2. Tutorial

We use the AlexNet model and BOLD5000 dataset 1 to demonstrate the versatility and usability of DNNBrain in characterizing the DNN and in examining the correspondences between the DNN and the brain. The results are also used in our paper, and more description about the model and dataset can be found at the ‘Methods’ part of this paper.

Data:

All the data you’ll need for this tutorial is uploaded to OSF. Here are some descriptions and specific download links.
The stimulus images are available by clicking here, and a .stim.csv file named as all_5000scenes.stim.csv is used to tell DNNBrain where and what the inputs are.
The BOLD response maps for each image are available at here.
The VTC mask is available by clicking here.
More details about the data can be found in readme.txt.

Tutorials:

  • In Scan DNN tutorial, we extract and display feature maps of three images for each convolutional layer after ReLU.

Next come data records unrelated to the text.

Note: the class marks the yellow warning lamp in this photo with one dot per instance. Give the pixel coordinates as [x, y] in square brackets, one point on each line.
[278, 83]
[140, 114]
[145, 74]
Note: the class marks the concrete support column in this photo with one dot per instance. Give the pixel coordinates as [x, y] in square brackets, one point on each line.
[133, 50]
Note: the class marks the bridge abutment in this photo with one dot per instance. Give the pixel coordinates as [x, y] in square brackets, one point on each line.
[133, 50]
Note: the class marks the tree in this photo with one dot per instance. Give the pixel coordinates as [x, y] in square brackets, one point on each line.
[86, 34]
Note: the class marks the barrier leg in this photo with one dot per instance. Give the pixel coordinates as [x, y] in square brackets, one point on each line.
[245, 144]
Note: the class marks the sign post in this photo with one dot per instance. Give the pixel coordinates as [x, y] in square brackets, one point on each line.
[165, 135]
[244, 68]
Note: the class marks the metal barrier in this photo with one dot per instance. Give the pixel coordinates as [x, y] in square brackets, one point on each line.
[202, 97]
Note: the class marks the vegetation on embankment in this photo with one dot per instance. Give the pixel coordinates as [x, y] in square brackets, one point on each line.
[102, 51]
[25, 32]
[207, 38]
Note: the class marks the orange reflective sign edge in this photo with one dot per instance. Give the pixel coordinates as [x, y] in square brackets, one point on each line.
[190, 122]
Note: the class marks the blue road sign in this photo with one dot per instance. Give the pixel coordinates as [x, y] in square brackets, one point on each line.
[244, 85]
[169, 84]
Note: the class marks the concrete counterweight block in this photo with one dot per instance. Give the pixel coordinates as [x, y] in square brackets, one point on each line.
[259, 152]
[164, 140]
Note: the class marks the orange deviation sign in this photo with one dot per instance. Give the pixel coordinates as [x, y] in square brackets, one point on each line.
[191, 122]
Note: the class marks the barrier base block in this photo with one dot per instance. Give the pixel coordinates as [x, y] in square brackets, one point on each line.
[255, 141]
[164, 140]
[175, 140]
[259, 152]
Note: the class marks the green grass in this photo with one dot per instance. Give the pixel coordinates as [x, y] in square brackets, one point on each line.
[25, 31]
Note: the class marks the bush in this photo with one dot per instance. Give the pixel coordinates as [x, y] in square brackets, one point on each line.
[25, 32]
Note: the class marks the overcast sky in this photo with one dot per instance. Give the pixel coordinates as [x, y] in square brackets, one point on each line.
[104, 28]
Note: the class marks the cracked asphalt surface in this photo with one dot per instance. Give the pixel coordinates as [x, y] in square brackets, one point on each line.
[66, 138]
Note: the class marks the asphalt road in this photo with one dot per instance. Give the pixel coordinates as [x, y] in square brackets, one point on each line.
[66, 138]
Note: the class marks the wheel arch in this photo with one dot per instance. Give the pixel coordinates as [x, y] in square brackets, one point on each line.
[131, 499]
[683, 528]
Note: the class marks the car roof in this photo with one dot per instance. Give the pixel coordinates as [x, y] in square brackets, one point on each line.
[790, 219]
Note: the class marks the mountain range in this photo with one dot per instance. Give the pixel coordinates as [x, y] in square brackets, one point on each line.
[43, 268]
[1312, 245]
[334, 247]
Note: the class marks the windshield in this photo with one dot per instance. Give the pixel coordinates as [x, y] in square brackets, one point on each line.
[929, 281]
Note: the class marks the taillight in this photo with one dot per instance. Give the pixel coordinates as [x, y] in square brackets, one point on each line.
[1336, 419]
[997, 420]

  • In Probe DNN tutorial, we reveal animate information presented in DNN layers.

  • In Map between DNN and brain tutorial, we examine how well the representation from each layer predict the response of a voxel in the brain by using voxel-wise encoding models. In addition, we also use representational similarity analysis to characterize the link between the representations of DNN and brain.

  • In Visualize DNN tutorial, We use three visualization ways to examine the stimulus features that an artificial neuron prefers.

References:

1

Chang, N., Pyles, J. A., Marcus, A., Gupta, A., Tarr, M. J., and Aminoff, E. M. (2019). BOLD5000, a public fMRI dataset while viewing 5000 visual images. Sci. data 6, 49. doi:10.1038/s41597-019-0052-3.